Season’s Greetings, and a Summer Event

My FT articles were filed on newspaper deadlines, in best ink-stained-wretch fashion—they’re reviews, not thought pieces. I hadn’t looked them over for many years, so lining them up for inspection has involved many small rediscoveries and one large one: a presumptive cultural optimism that made it plausible, or at least not delusional, to envision an expanding sphere for opera in American society. Criticism could rely on an assurance of institutional solidity and continuity; mere survival in some recognizable form was not at issue. And of course we had a larger, more broadly distributed critical community, writing for a more culturally aware readership—as Andrew Porter, who’d recommended me for the FT position, said by way of orientation, “I write for an imaginary audience of connoisseurs, and it seems to work out.” Though newspapers were already foundering (the death of New York’s single alternative to the NYT as a high-quality broadsheet, the Herald-Tribune, in 1964 was but one prominent example), and the longstanding national music magazines were either already gone (Etude, with its educational and participatory tone and contents) or on the way out (Musical America, Musical Courier). New ones gave classical music and opera a greater-than-ever public visibility, but (and this was an important shift), this exposure was now founded almost exclusively on music and opera in their recorded forms, which, with their undeniable splendors, soon became the normative experience and standard of judgment for these artforms. Of these, American Record Guide (the oldest) and Fanfare continue to pluckily address the much-diminished audience for classical recordings. But they have nothing like the commercially driven distribution—and consequent social impact, the impression that classical music and opera are out there mixing it up with the popular culture and other forms of capitalist enterprise—attained by High Fidelity and Stereo Review in the ’50s, ’60s, and ’70s.

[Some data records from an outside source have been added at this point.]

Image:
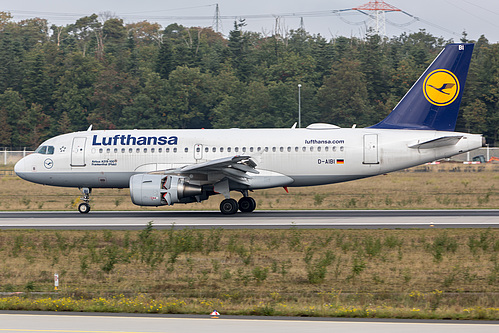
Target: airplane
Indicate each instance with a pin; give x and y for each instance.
(169, 166)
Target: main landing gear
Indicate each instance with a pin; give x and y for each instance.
(84, 207)
(231, 206)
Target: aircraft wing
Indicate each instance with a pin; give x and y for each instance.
(438, 142)
(235, 168)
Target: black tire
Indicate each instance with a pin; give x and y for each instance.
(84, 208)
(229, 206)
(247, 204)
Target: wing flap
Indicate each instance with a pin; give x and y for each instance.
(438, 142)
(235, 168)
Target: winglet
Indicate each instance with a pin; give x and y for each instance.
(433, 101)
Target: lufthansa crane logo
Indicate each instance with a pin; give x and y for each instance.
(441, 87)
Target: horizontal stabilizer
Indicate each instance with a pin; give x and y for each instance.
(437, 143)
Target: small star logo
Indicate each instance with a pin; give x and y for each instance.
(48, 163)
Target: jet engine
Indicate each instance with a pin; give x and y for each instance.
(159, 190)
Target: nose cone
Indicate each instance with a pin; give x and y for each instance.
(20, 168)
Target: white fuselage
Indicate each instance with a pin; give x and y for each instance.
(284, 157)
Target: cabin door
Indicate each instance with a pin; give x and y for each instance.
(78, 152)
(371, 149)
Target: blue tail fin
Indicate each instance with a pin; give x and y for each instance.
(433, 101)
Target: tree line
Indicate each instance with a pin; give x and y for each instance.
(104, 72)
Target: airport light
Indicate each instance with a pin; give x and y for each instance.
(299, 105)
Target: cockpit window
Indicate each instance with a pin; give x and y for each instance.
(45, 150)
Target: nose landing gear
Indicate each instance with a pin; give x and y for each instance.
(84, 207)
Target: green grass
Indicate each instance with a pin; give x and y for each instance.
(447, 186)
(430, 273)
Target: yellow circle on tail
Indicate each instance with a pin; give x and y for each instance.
(441, 87)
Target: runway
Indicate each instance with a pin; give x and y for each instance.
(95, 323)
(372, 219)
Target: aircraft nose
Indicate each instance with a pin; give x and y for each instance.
(20, 168)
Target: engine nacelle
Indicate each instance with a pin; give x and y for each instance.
(159, 190)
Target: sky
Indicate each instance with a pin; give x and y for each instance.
(441, 18)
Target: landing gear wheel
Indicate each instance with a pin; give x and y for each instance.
(84, 208)
(247, 204)
(229, 206)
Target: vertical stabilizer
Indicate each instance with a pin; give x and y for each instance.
(433, 101)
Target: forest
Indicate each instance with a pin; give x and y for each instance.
(103, 72)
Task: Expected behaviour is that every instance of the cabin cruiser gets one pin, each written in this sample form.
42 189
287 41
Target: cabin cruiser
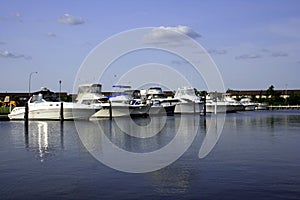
232 105
44 105
219 102
189 101
123 104
262 106
159 102
248 104
91 94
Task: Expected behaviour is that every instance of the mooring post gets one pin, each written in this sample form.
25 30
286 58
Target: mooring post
204 108
110 110
26 117
61 113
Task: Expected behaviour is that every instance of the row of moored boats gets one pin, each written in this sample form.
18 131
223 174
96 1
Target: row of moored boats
91 104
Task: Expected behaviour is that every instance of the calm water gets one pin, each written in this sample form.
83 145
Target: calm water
257 156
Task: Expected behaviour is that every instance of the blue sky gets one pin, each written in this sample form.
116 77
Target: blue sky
253 43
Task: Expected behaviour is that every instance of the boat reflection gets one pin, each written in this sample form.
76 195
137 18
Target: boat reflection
44 137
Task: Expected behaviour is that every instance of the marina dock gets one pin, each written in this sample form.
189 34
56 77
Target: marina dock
286 107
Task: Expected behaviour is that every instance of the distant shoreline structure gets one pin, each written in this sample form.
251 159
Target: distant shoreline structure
232 93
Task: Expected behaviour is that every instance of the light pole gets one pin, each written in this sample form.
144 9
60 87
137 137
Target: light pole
59 90
30 82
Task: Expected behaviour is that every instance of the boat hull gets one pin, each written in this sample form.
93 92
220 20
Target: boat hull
53 113
190 107
121 111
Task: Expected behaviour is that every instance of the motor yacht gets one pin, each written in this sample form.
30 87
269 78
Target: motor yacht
44 105
159 102
189 102
123 104
248 104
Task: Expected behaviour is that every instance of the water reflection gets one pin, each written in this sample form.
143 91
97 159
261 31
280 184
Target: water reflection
44 138
122 146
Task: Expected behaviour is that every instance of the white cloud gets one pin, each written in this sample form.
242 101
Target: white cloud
169 35
248 56
18 17
70 20
217 51
51 34
288 28
8 54
279 54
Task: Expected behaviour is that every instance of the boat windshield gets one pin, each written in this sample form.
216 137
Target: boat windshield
96 88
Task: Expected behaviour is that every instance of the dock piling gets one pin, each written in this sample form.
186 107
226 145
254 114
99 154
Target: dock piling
61 113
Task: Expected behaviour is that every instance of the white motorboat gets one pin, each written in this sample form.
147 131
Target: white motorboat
91 94
248 104
262 106
218 103
189 101
232 105
159 102
123 104
44 105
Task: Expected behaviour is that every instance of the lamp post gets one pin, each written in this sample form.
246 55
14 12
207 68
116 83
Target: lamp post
59 90
30 82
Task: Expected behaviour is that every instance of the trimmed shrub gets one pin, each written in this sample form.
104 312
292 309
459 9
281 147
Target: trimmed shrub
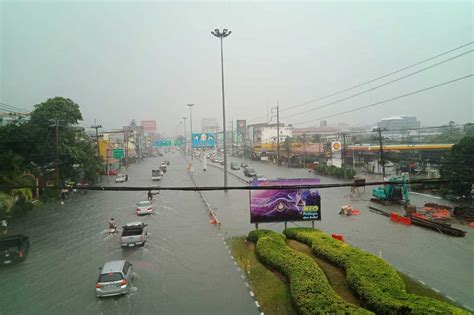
309 288
370 277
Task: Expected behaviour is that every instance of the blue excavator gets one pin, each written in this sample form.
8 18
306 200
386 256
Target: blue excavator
395 191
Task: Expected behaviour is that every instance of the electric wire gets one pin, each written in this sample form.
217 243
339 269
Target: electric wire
387 100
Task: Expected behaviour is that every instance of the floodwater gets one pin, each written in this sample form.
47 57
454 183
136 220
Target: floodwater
184 268
442 262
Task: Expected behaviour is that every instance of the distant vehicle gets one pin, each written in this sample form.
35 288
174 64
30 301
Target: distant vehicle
133 234
164 167
121 178
115 278
259 177
14 249
156 175
154 189
144 207
249 172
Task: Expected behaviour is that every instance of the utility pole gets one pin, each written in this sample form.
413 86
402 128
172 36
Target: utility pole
278 131
185 137
191 123
221 35
56 124
96 127
232 135
125 140
343 134
304 149
382 160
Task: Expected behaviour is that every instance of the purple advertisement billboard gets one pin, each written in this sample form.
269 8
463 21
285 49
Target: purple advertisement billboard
298 204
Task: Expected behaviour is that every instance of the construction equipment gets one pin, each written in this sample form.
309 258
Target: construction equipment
395 191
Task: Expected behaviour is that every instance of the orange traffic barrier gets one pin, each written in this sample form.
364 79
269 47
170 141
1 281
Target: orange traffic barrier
338 237
404 220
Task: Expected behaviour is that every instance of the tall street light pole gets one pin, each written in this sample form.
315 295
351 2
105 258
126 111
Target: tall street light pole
191 132
223 35
185 138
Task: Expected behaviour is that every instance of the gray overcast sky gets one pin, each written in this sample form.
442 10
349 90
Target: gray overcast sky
146 60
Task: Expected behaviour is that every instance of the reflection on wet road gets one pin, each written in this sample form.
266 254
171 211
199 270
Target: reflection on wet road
183 269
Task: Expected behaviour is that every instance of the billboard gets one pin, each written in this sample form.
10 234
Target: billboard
204 140
292 204
336 149
241 127
148 125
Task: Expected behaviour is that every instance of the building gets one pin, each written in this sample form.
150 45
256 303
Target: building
399 122
209 125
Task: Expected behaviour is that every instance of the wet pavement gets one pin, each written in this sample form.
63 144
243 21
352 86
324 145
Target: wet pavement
443 262
184 268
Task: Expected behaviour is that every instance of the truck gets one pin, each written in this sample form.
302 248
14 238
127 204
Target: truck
14 249
156 175
134 234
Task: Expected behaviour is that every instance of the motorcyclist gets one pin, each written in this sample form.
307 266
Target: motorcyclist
112 225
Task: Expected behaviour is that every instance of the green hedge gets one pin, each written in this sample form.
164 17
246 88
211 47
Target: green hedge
370 277
310 290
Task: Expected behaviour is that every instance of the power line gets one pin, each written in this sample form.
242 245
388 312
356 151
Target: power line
18 109
249 187
376 87
370 81
388 100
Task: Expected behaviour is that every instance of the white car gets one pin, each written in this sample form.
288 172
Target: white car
155 189
121 178
144 207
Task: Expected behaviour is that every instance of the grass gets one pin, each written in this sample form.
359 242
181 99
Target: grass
270 288
335 275
415 287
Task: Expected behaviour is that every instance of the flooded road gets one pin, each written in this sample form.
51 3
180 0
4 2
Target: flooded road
184 268
443 262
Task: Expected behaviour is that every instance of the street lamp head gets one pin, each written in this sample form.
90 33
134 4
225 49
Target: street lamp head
225 32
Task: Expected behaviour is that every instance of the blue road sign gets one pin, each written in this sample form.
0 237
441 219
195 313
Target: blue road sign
204 140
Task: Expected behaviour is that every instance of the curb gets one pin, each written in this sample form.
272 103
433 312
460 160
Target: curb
212 214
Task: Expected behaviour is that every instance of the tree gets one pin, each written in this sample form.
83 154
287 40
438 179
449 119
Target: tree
459 165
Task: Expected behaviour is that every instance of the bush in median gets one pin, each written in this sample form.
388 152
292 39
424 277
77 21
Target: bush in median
370 277
310 290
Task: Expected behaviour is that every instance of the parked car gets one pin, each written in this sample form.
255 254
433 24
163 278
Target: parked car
259 177
115 278
134 234
164 167
156 175
155 189
249 172
14 249
121 178
144 207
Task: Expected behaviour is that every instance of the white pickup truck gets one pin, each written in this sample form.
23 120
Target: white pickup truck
156 174
133 234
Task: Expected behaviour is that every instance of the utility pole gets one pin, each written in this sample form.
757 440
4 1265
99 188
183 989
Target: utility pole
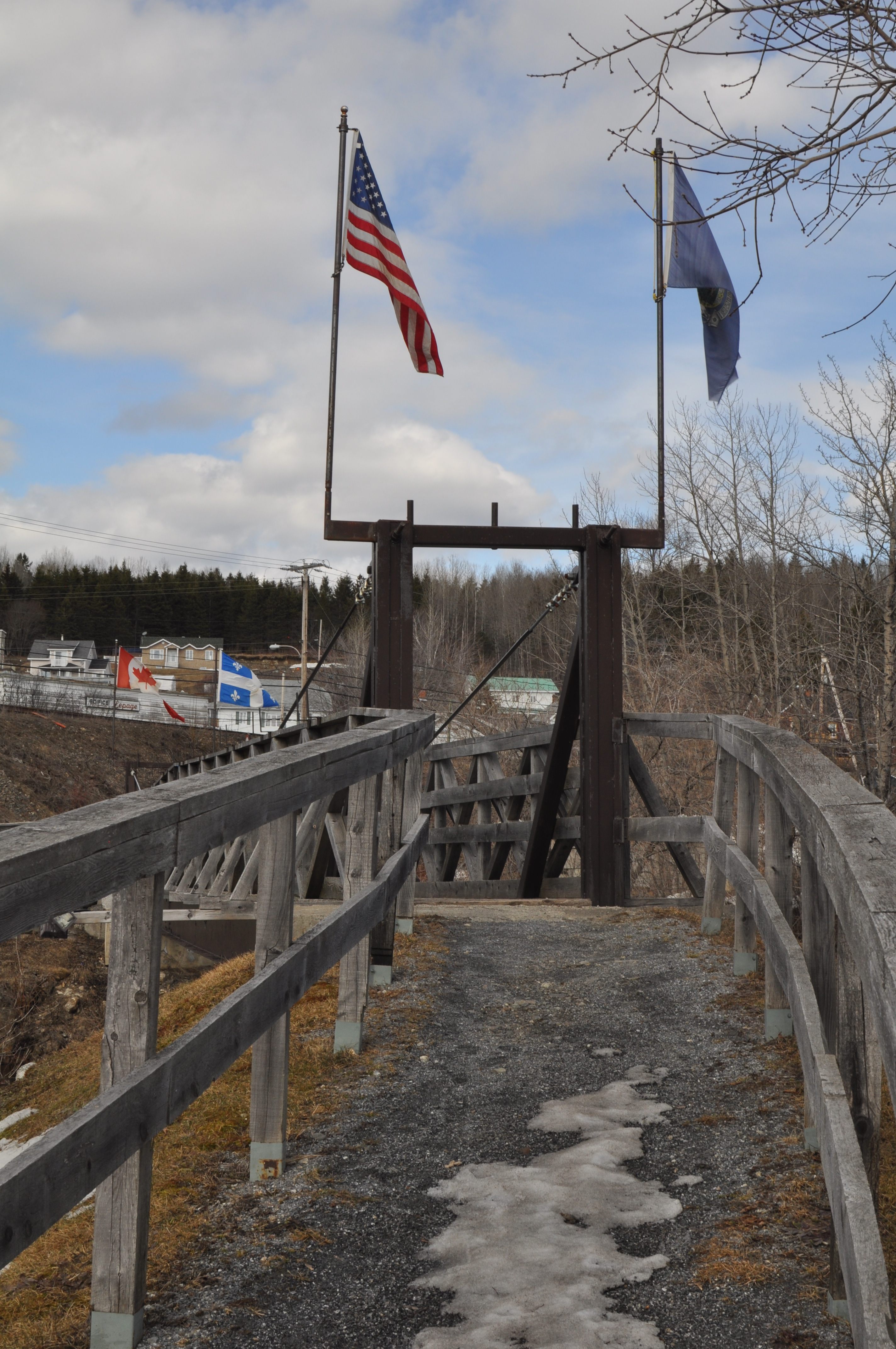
304 568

It’s some of that simple presence on the agora, however modest, that is to be mourned with the summertime passing of Opera News. It was founded in 1935 (the same year as ARG‘s debut) as the publication of the Metropolitan Opera Guild (itself a Summer of ’23 casualty, except for a few vestigial functions), which had been established as part of the public campaign to keep the Met afloat in the depths of the Great Depression. ON won’t be much missed as a serious forum for discussion (as a retired colleague of mine put it, it had become “. . . basically a fashion magazine with provocative photos of young singers and an emphasis on luxury and acquisition, and almost nothing of interest about opera”). But it was still there, a sporadically visible reminder of “Oh yeah, opera,” and there was always the hope that a change might take it in a more useful direction. It remained a potential outlet for writers—who were paid, incidentally, at levels that at least lifted their work above the eleemosynary level—and the source of some jobs. It was, in other words, something rather than nothing. Elements of ON are apparently going to be incorporated into Opera, perhaps rather in the manner that High Fidelity (and later ARG) absorbed elements of Musical America in the ’60s. I’d like to think that its absence as an independent entity could make room for a more critically informed American journal about opera in both its scholarly and performative selves, but in the current environment that’s probably Dream-On wishfulness.